Darfur genocide continues spreading into Chad
A timely alert from Stephen Retherford, who blogs as Sisyphus. (For some background, see here and here.) "In the meantime," as he notes, "the world community snoozes. Read the entire BBC piece here."
Stephen Retherford (Sisyphus)
Friday, February 16, 2007
Genocide in Chad
The genocide of Darfur is spilling over the border into Chad as the Janjaweed pursue refugees. Without an international force to protect the refugees there is no one to stop from the Janjaweed. According to the BBC report below, Chad has the same ethnic make-up of nomadic Arab groups and black African farmers and may be prone to the same ethnic warfare.
This from the BBC:
The violence in Chad could turn into a genocide similar to that in Rwanda in 1994, the UN refugee agency has warned.In the meantime, the world community snoozes. Read the entire BBC piece here.
The UNHCR says the killing tactics from neighbouring Darfur in Sudan have been transported to eastern Chad in full.
More than 200,000 people have been killed and 2.5m displaced since war broke out in Darfur four years ago.
Concern is now growing for the 200,000 refugees who sought shelter in eastern Chad.
The conflict in Darfur has followed them across the border with attacks by Janjaweed Arab militia on camels and horseback leaving hundreds dead and 110,000 people homeless.
The BBC's Orla Guerin in eastern Chad says at first, the Janjaweed came from Sudan; later, locals joined in - neighbour killing neighbour.

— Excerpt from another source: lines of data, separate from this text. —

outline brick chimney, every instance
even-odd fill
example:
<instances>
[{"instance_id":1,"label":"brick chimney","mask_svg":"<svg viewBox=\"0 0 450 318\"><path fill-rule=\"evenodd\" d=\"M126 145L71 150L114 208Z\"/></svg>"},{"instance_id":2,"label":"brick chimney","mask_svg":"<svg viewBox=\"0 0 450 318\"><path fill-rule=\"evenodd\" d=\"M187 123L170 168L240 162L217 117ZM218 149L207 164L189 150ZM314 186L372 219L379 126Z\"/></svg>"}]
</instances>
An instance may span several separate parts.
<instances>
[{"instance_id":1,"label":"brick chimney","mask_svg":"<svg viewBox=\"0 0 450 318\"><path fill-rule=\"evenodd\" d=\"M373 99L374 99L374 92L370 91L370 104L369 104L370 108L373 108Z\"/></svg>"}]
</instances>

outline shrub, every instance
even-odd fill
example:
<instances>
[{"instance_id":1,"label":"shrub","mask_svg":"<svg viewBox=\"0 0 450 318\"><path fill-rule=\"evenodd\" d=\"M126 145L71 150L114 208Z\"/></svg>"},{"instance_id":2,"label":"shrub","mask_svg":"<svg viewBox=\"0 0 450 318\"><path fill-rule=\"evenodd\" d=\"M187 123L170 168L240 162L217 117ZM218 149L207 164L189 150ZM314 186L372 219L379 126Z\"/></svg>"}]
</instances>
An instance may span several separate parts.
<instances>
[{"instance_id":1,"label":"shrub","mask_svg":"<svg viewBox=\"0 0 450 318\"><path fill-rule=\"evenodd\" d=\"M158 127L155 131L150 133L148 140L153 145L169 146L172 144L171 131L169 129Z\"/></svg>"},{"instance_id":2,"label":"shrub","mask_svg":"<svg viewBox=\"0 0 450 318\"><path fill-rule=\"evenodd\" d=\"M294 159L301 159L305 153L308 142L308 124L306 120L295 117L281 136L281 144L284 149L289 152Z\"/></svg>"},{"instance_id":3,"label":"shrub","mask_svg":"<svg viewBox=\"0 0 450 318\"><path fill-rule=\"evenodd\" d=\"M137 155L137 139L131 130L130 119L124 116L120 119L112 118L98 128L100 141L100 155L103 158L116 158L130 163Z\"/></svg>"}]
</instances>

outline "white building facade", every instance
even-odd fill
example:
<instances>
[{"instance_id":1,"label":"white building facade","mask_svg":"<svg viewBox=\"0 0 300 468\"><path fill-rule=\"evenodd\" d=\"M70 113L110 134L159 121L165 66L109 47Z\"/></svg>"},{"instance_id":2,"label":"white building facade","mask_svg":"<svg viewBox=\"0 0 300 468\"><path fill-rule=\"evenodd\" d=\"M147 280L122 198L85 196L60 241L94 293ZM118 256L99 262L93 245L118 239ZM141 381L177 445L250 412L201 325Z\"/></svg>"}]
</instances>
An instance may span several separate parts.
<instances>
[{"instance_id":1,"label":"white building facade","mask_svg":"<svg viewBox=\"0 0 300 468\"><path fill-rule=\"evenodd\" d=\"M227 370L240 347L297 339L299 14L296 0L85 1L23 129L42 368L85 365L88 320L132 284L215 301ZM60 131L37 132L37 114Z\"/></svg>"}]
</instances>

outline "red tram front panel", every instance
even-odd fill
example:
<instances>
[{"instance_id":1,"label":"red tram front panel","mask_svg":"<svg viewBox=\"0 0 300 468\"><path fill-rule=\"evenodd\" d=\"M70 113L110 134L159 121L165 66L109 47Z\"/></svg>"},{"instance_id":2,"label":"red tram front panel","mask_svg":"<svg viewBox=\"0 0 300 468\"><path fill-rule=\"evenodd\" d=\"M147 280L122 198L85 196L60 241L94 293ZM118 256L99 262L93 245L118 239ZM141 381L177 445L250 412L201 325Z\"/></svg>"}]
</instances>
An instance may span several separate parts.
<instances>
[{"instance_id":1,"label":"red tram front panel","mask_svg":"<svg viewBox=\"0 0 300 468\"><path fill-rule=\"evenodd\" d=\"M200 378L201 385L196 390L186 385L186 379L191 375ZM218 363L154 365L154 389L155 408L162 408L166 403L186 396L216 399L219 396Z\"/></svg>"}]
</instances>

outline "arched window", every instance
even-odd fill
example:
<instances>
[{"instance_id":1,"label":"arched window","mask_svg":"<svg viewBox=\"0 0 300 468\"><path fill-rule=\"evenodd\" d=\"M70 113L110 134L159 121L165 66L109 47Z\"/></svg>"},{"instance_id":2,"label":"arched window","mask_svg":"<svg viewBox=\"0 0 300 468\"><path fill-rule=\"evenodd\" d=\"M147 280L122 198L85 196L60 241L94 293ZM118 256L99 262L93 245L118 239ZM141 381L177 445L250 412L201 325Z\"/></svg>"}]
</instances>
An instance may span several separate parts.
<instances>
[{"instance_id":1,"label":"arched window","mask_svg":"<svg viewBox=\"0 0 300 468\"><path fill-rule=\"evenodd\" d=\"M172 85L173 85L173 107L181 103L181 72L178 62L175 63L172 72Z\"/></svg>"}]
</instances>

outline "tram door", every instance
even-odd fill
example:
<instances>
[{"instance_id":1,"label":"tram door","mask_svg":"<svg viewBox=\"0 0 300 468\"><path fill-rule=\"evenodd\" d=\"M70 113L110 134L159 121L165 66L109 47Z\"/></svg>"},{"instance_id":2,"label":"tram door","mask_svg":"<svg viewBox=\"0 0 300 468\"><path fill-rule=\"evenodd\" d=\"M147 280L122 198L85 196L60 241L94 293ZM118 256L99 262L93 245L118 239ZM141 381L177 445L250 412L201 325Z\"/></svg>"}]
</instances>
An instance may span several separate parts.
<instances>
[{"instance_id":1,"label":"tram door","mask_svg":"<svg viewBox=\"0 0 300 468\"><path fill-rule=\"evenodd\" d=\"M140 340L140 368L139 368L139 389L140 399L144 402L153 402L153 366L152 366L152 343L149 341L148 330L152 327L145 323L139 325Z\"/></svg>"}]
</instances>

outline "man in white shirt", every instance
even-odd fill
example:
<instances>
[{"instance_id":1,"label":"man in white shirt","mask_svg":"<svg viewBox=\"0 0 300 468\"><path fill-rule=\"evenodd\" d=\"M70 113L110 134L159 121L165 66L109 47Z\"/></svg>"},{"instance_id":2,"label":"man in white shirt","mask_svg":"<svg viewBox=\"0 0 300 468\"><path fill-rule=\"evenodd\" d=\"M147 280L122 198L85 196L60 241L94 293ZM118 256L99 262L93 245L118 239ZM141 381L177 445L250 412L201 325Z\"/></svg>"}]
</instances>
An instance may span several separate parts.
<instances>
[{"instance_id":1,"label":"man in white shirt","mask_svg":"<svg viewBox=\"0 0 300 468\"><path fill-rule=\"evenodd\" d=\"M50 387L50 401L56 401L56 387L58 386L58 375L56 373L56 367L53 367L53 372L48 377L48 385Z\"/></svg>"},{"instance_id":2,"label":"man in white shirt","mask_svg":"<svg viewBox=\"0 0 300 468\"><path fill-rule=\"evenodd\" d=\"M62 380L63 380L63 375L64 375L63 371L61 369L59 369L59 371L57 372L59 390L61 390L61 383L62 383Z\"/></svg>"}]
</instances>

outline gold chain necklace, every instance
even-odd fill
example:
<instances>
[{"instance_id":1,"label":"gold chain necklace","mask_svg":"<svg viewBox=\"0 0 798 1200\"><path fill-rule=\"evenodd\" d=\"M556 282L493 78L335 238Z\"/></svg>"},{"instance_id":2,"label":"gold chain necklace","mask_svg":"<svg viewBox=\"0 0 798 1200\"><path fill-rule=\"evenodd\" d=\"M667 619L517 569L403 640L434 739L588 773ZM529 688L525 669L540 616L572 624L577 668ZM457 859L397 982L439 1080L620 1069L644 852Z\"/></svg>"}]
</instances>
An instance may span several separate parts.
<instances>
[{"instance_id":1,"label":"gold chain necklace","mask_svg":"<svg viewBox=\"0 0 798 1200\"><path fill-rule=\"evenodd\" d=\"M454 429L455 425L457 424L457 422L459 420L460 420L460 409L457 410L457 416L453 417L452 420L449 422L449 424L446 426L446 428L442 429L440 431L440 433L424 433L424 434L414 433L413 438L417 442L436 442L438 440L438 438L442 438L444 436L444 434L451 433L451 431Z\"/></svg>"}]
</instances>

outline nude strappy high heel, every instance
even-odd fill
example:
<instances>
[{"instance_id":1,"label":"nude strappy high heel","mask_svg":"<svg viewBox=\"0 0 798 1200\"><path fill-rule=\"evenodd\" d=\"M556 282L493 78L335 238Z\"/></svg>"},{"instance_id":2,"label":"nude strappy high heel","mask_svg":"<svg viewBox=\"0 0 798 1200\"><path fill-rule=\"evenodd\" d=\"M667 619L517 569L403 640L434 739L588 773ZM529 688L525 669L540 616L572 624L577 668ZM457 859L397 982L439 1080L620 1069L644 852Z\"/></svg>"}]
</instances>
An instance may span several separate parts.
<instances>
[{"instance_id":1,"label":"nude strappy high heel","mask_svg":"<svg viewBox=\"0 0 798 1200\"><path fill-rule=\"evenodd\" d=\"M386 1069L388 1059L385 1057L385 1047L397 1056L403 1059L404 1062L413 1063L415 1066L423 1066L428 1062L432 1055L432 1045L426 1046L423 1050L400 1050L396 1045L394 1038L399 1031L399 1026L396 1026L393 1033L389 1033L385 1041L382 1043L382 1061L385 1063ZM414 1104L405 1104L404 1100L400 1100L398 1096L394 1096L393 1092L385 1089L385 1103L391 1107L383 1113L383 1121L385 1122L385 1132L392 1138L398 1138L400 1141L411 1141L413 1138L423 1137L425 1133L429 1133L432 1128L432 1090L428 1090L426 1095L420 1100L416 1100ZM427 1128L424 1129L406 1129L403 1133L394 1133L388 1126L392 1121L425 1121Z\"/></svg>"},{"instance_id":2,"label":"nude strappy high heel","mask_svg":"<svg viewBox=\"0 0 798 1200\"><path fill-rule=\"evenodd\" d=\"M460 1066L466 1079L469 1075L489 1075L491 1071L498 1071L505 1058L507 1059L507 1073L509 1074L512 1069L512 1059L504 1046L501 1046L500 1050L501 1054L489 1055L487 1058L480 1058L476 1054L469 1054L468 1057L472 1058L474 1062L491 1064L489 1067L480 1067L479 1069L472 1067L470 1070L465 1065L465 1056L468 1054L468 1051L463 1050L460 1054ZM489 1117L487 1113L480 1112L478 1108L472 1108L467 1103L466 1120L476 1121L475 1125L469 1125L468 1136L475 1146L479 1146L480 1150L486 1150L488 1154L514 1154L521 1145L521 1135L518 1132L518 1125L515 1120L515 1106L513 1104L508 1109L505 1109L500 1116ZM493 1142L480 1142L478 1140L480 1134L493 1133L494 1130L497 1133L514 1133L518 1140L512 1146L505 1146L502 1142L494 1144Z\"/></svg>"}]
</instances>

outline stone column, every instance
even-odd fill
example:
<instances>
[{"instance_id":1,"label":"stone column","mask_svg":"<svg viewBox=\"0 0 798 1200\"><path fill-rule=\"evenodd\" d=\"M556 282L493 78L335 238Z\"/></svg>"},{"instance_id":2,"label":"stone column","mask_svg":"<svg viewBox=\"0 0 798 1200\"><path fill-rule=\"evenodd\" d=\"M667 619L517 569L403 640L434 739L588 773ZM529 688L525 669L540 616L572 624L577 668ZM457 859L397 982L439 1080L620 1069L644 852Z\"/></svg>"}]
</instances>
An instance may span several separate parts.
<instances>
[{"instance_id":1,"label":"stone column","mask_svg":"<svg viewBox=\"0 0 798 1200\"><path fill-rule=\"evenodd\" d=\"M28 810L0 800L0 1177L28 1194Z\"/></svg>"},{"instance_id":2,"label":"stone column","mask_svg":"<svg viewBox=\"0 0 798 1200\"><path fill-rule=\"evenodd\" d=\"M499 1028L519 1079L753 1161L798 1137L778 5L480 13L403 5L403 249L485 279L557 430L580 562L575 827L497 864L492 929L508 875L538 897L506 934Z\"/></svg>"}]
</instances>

"We are seeing elements that closely resemble what we saw in Rwanda in the genocide in 1994 and I think we have an opportunity here to avoid such a tragedy from occurring again," UNHCR's Matthew Conway said.
Eastern Chad and Darfur have a similar ethnic make-up, with nomadic Arab groups and black African farmers both seeking access to land and scarce water points.
Our reporter says the violence in Chad follows the same pattern as in Darfur - mostly Arabs on camels and horseback attacking non-Arab villages.
Without an international protection force, there is no-one to stop the Janjaweed, she says. In recent days, our reporter followed the trail of the Janjaweed through the ghost villages of eastern Chad, finding torched huts and smashed pots.
She met some of their victims, including a young man stabbed in both eyes and a frail old woman, badly beaten when she dared to look for food.
The UN Security Council is preparing to discuss proposals to send a peacekeeping force to Chad but a decision is not expected immediately.